Posted to dev@commons.apache.org by Wolfgang Glas <wo...@ev-i.at> on 2009/03/01 22:27:33 UTC

[compress] [PATCH] Refactoring of zip encoding support.

Hello all,

  Well, the latest discussions with Stefan showed two shortcoming of our current
ZIP unicode support:

1) Unicode extra fields are written for all ZIP entries and not only for
entries, which are not encodable by the encoding set to ZipArchiveOutputStream.

2) In order to implement selective writing of unicode specials, one needs a
robust implementation of wether a name can be encoded or not. This is
exspecially inhibtied by the fact, taht Cp437 has been omitted from java-1.4's
java.nio.Charset.

To overcome these shortcoming, I had to introduce a ZipEncoding interface plus a
java.nio implementation and a handcrafted implementation for Cp437 (and cp850)
and refactor all the encoding stuff.

The patch is attached. The new code is IMHO really better to read and make all
cp437-related stuff accessible on java-1.4 as well.

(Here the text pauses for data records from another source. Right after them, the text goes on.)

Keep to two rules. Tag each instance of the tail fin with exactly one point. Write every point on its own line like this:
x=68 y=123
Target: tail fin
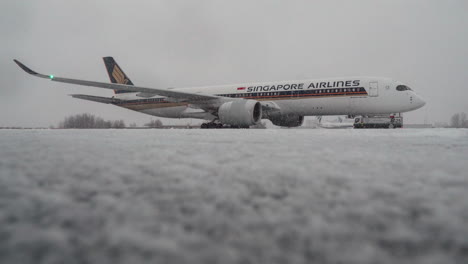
x=116 y=74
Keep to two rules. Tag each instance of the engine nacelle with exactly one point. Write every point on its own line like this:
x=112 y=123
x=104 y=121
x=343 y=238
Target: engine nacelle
x=287 y=120
x=240 y=113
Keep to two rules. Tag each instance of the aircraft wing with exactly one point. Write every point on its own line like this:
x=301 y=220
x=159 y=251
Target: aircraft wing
x=99 y=99
x=178 y=95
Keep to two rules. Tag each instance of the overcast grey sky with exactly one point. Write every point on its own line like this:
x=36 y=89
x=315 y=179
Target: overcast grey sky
x=171 y=43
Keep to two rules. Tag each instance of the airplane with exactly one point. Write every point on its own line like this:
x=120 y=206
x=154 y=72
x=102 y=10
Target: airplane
x=284 y=103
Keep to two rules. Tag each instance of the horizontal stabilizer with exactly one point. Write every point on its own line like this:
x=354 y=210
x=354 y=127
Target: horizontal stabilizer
x=105 y=100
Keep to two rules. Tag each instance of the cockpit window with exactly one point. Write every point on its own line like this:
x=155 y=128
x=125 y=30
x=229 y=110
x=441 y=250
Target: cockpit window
x=403 y=88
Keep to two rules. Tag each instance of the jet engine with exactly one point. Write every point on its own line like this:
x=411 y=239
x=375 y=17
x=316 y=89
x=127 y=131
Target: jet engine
x=240 y=113
x=287 y=120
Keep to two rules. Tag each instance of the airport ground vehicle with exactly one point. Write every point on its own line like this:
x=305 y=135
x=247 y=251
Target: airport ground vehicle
x=386 y=121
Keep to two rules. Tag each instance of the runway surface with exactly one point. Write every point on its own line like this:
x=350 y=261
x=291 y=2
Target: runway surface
x=234 y=196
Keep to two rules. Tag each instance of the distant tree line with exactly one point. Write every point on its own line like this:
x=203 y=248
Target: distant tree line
x=89 y=121
x=154 y=124
x=459 y=120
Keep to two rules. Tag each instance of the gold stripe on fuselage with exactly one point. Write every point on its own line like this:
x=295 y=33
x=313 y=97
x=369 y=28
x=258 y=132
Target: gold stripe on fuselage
x=151 y=105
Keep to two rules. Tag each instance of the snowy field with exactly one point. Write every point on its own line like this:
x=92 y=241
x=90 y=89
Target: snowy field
x=234 y=196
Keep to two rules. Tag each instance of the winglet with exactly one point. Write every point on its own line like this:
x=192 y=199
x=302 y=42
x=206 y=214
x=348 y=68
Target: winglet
x=28 y=70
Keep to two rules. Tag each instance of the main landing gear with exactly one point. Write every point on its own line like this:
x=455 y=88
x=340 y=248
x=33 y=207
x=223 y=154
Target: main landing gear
x=214 y=124
x=211 y=125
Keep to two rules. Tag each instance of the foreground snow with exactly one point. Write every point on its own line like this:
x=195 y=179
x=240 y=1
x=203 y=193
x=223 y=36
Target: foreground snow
x=234 y=196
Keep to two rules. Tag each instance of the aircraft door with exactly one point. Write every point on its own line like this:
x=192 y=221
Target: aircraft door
x=373 y=89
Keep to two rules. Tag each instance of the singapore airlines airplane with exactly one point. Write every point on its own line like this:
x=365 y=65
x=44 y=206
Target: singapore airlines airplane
x=285 y=103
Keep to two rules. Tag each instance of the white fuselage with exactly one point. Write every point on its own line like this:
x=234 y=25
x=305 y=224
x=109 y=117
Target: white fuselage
x=335 y=96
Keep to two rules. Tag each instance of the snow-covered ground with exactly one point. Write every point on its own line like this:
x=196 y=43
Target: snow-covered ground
x=234 y=196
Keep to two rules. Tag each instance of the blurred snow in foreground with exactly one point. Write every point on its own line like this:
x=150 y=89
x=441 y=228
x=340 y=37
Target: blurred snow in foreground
x=234 y=196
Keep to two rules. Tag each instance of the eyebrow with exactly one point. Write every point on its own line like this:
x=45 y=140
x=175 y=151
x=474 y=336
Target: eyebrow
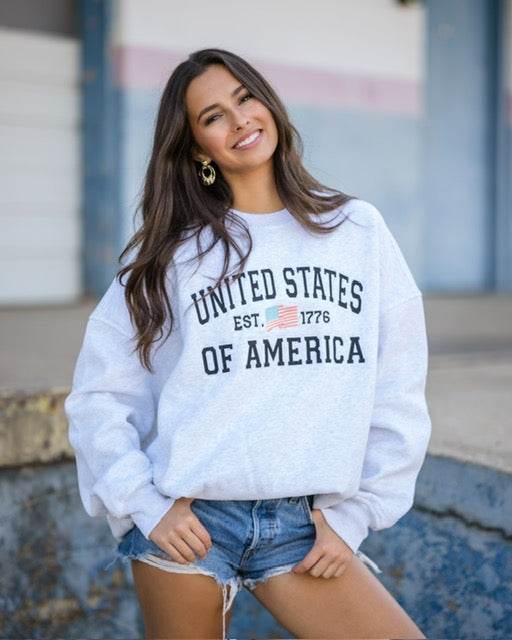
x=214 y=106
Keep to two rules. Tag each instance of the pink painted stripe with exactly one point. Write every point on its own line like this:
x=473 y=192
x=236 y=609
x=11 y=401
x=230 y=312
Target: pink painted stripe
x=138 y=67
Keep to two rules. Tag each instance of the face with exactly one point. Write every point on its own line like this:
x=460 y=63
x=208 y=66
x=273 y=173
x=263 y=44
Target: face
x=229 y=125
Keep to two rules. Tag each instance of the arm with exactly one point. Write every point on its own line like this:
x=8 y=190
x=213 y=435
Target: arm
x=111 y=409
x=399 y=431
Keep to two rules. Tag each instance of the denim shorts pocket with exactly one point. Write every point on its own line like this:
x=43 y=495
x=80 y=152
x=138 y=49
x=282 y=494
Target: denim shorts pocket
x=306 y=506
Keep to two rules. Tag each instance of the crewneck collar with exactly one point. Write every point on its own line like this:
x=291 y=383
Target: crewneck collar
x=258 y=220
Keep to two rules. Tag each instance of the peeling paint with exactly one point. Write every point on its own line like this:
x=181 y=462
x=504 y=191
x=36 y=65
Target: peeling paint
x=33 y=428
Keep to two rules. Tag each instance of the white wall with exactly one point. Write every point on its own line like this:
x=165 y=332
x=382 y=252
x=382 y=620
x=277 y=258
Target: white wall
x=39 y=168
x=364 y=37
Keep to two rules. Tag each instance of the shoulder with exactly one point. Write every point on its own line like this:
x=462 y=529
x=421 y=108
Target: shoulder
x=362 y=213
x=112 y=309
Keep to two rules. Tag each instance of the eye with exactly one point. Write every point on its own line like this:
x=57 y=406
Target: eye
x=211 y=119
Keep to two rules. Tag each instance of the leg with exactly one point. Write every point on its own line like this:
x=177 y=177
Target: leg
x=355 y=605
x=176 y=605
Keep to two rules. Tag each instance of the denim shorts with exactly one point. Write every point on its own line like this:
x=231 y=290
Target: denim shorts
x=252 y=540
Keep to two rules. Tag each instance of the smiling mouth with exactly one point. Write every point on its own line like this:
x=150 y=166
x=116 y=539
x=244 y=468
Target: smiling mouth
x=247 y=141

The benfit from all these
efforts in the end is, that the cp437 test case now runs flawlessly under java-1.4

  Stefan, might you please review the patch and eventually apply this one?

   TIA,

    Wolfgang

Re: [compress] [PATCH] Refactoring of zip encoding support.

Posted by Stefan Bodewig <bo...@apache.org>.
On 2009-03-02, Wolfgang Glas <wo...@ev-i.at> wrote:

> ...another small patch with even more javadoc typos and superfluent imports
> fixed is attached.

svn rev 749524

Thanks

        Stefan

---------------------------------------------------------------------
To unsubscribe, e-mail: dev-unsubscribe@commons.apache.org
For additional commands, e-mail: dev-help@commons.apache.org


Re: [compress] [PATCH] Refactoring of zip encoding support.

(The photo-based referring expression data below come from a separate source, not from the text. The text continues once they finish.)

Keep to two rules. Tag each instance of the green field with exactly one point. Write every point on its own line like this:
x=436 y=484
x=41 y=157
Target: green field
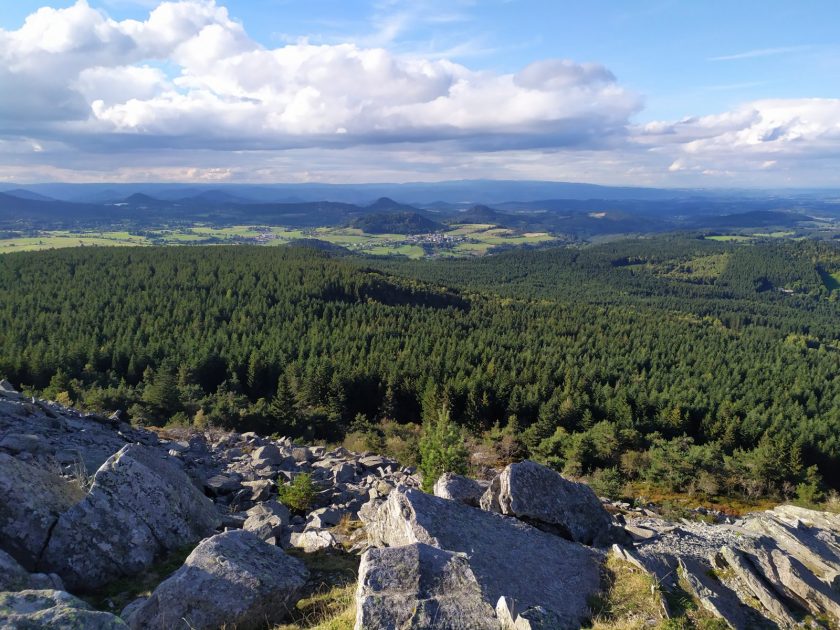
x=831 y=280
x=461 y=241
x=730 y=238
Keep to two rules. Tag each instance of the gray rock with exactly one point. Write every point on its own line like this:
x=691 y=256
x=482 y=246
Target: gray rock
x=804 y=541
x=508 y=557
x=323 y=517
x=372 y=462
x=301 y=454
x=344 y=473
x=31 y=609
x=232 y=580
x=139 y=506
x=31 y=500
x=460 y=488
x=267 y=521
x=219 y=485
x=712 y=595
x=313 y=540
x=23 y=443
x=132 y=607
x=13 y=577
x=261 y=490
x=813 y=594
x=544 y=498
x=420 y=587
x=757 y=588
x=268 y=455
x=534 y=618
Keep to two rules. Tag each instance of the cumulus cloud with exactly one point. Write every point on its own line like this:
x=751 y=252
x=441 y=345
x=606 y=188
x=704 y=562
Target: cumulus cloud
x=187 y=93
x=765 y=135
x=101 y=78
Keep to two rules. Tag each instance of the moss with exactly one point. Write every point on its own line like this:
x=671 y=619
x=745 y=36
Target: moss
x=329 y=601
x=116 y=594
x=629 y=598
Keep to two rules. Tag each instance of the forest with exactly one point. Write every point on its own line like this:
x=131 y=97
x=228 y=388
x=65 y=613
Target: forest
x=675 y=362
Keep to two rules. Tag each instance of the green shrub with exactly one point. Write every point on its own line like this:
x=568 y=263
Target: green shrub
x=298 y=494
x=441 y=449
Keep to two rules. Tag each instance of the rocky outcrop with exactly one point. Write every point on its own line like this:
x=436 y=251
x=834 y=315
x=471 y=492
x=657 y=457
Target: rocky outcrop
x=508 y=558
x=14 y=577
x=57 y=610
x=31 y=500
x=542 y=497
x=764 y=565
x=460 y=488
x=267 y=520
x=420 y=587
x=62 y=439
x=139 y=506
x=232 y=580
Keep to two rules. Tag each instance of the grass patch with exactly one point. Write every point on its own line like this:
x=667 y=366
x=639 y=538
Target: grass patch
x=629 y=599
x=329 y=603
x=831 y=280
x=729 y=238
x=114 y=596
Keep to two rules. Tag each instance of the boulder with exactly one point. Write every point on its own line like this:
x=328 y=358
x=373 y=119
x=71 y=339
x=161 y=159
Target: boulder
x=261 y=489
x=31 y=609
x=542 y=497
x=813 y=594
x=267 y=521
x=14 y=577
x=139 y=506
x=31 y=500
x=420 y=587
x=344 y=473
x=324 y=517
x=218 y=485
x=508 y=558
x=745 y=572
x=313 y=540
x=232 y=580
x=460 y=488
x=23 y=443
x=268 y=455
x=534 y=618
x=713 y=595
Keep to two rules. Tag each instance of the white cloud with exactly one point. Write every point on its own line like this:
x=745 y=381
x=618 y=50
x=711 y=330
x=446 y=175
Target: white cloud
x=79 y=66
x=186 y=93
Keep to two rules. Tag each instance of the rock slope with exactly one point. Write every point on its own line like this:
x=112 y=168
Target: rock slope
x=86 y=499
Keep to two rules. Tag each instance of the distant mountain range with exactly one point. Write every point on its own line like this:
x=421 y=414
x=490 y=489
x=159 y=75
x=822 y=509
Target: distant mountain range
x=145 y=206
x=462 y=193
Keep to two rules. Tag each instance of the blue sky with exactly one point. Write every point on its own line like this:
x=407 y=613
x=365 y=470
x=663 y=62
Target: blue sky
x=636 y=80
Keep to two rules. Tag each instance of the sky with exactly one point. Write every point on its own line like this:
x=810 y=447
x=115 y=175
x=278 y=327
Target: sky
x=665 y=93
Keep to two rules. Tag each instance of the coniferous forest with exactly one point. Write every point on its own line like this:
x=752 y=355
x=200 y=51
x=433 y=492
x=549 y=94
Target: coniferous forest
x=684 y=363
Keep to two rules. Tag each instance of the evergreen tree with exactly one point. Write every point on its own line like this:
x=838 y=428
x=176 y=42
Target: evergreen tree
x=283 y=410
x=441 y=448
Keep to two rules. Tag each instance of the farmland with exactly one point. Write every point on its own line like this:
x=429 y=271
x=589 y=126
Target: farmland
x=462 y=240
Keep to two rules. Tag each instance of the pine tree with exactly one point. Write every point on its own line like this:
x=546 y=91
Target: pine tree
x=441 y=448
x=283 y=409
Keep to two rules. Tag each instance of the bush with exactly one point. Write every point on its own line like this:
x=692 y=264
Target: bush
x=441 y=449
x=607 y=482
x=298 y=494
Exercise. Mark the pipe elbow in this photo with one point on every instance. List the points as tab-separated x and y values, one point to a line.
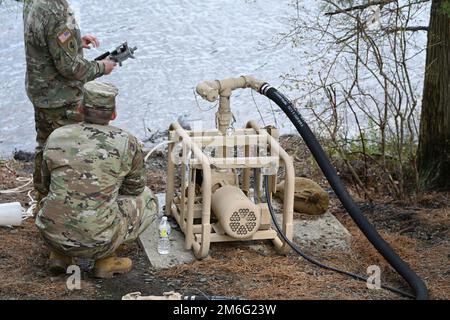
209	90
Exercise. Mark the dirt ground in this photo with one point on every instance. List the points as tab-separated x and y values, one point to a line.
419	231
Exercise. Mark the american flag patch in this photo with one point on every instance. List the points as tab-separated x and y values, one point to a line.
63	37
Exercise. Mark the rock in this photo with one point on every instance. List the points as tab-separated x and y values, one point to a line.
309	197
24	156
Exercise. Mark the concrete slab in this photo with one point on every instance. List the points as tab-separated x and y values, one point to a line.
149	241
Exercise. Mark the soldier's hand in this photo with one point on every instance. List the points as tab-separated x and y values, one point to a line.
88	40
109	65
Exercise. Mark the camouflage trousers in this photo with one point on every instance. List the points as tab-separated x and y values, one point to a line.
47	121
135	215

Posted by Wolfgang Glas <wo...@ev-i.at>.
Stefan Bodewig schrieb:
> On 2009-03-02, Stefan Bodewig <bo...@apache.org> wrote:
> 
>> some cosmetics and commented out the "only create Unicode field for
>> non-encodable paths" part - svn revision 749342.
> 
> and 749344 - you misspet encoding in Simple8BitEncoding.java and I
> didn't see it in time.

...another small patch with even more javadoc typos and superfluent imports
fixed is attached. TIA for committing,

  Wolfgang

Re: [compress] [PATCH] Refactoring of zip encoding support.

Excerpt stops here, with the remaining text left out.